Sanglante répression en Egypte et en Syrie, espionnage généralisé aux Etats-Unis, droit d’asile maltraité en Europe, écrasement de l’opposition en Chine : on ne compte plus les Etats qui transgressent allègrement les principes juridiques qu’ils ont ratifiés dans des traités. Sans doute le temps est-il venu de faire appliquer ces règles, non pas avec des canonnières, mais en recourant à l’arme du droit.
L’un des fruits les plus étonnants et les plus inattendus du « printemps arabe » est sans doute le projet d’une Cour constitutionnelle internationale. Cette idée est née de l’amertume ressentie par M. Moncef Marzouki, actuel président de la République tunisienne (dans l’attente des institutions stables dont la Constituante doit doter le pays), face aux impasses du droit international. Sous la dictature de M. Zine El-Abidine Ben Ali, il a vu se succéder des élections organisées dans un contexte de fraude et de terreur, sans que les grands textes internationaux censés garantir les libertés publiques et la démocratie offrent un recours efficace.

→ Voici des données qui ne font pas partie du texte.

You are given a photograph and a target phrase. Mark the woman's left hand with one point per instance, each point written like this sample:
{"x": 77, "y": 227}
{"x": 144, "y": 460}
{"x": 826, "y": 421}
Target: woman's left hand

Il est vrai que dans la société internationale, bien que la démocratie soit proclamée valeur universelle, il n’existe pas de moyen de la faire appliquer. C’est pourquoi il faut aujourd’hui replacer la bonne foi au centre de la politique, et obliger les représentants des Etats à mettre leurs actes en accord avec leurs engagements (1). Pour cela, un mécanisme judiciaire permettant de contrôler les dispositions et pratiques constitutionnelles des Etats par rapport aux normes internationales en matière de droits de l’homme et de libertés démocratiques est nécessaire. Cela irait dans le sens des nombreuses Constitutions qui affirment la supériorité du droit international sur le droit interne. (...)
Oubliant qu’ils sont engagés par ces textes qu’ils ont ratifiés, les Etats les ont considérés jusqu’ici comme des formules incantatoires (...)
un vide se dessine-t-il dans l’architecture institutionnelle du monde. Le projet tunisien vient à point pour le combler sous certains aspects.
L’originalité de la cour projetée tient à ce qu’elle est centrée sur les libertés publiques — celles-là mêmes qui sont constitutives de la démocratie — en même temps que sur les droits de l’homme, dont la garantie est en elle-même un principe démocratique. Ainsi la défense de la démocratie est-elle au cœur du projet.
Les organismes internationaux existants — eux-mêmes assez peu démocratiques — n’ont fourni que des efforts bien limités pour faire mieux respecter les obligations prises par les Etats. (...)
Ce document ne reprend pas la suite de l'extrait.